Un autre point central de l’entretien concerne la longue pause du groupe. Steven Wilson admet qu’il a parfois affirmé publiquement que Porcupine Tree n’existait plus, uniquement pour détourner les questions alors qu’il travaillait sur ses projets solo. En réalité, lui et Gavin Harrison développaient déjà des idées dès 2012. Cependant, la fatigue accumulée après huit années de tournées sans pause et le sentiment de ne plus avancer avaient rendu une interruption nécessaire. Le confinement a finalement été le déclic pour finaliser les morceaux qui allaient constituer Closure/Continuation. Les musiciens expliquent aussi leur choix de ne pas enfermer leurs chansons dans un sens unique : pour Wilson, les paroles doivent rester ouvertes à l’interprétation de chacun, un principe qu’il illustre en évoquant la chanson « Rats Return », imprégnée de critique politique mais volontairement laissée à l’appréciation des auditeurs. Enfin, interrogés sur la signification du titre de l’album, ils insistent sur son ambiguïté : il peut marquer à la fois une clôture et une possible continuation, et eux-mêmes ne savent pas encore si ce disque sera le dernier ou le début d’une nouvelle phase.

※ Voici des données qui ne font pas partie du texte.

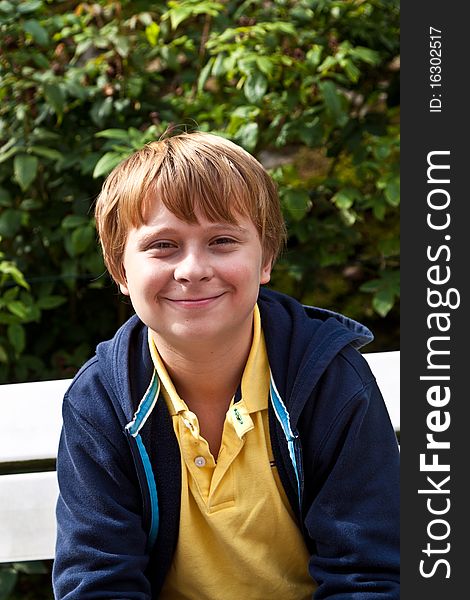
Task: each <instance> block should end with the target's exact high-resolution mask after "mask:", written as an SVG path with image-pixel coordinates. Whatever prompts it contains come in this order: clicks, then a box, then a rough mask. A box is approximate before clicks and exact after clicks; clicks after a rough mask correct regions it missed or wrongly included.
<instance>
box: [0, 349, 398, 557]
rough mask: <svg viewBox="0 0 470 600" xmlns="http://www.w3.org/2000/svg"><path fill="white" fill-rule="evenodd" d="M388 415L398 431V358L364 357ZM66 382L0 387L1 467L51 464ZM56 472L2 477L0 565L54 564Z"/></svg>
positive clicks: (57, 485)
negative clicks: (374, 375)
mask: <svg viewBox="0 0 470 600" xmlns="http://www.w3.org/2000/svg"><path fill="white" fill-rule="evenodd" d="M363 356H364V358H365V359H366V360H367V361H368V363H369V366H370V367H371V370H372V372H373V373H374V375H375V377H376V379H377V382H378V384H379V387H380V390H381V392H382V395H383V397H384V400H385V403H386V405H387V409H388V411H389V414H390V419H391V421H392V424H393V427H394V428H395V430H396V431H399V430H400V352H399V351H397V352H373V353H364V354H363ZM70 382H71V380H70V379H64V380H57V381H44V382H34V383H20V384H9V385H2V386H0V420H1V423H2V434H1V435H0V467H1V465H2V464H5V463H10V464H11V463H14V462H18V463H21V462H22V461H34V460H47V459H55V458H56V453H57V447H58V443H59V436H60V429H61V425H62V415H61V407H62V398H63V395H64V393H65V391H66V389H67V388H68V386H69V385H70ZM57 496H58V485H57V475H56V473H55V472H54V471H50V472H40V473H24V474H12V475H0V563H2V562H16V561H28V560H47V559H53V558H54V547H55V537H56V523H55V505H56V502H57Z"/></svg>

Le retour de Porcupine Tree avec Closure/Continuation n’est pas seulement l’annonce d’un nouvel album, c’est aussi l’occasion de revisiter l’histoire d’un groupe qui a su se réinventer sans jamais se répéter. De ses débuts ironiques à son statut de formation majeure du rock progressif contemporain, le parcours du groupe est jalonné d’expérimentations, de réussites critiques et d’une relation particulière avec son public. L’interview d’Olivier Cachin en témoigne : Steven Wilson et Richard Barbieri, loin de vouloir capitaliser sur la nostalgie, revendiquent une démarche sincère, guidée par le besoin artistique et non par l’obligation commerciale. Treize ans après The Incident, leur musique prouve que Porcupine Tree n’appartient à aucune case, mais continue de tracer une voie singulière où mélodie, atmosphère et complexité se rencontrent. Que Closure/Continuation soit un point final ou une nouvelle étape, il restera comme le symbole d’un groupe qui a toujours préféré la liberté créative aux étiquettes, et dont le retour marque un moment fort pour les amateurs de rock progressif.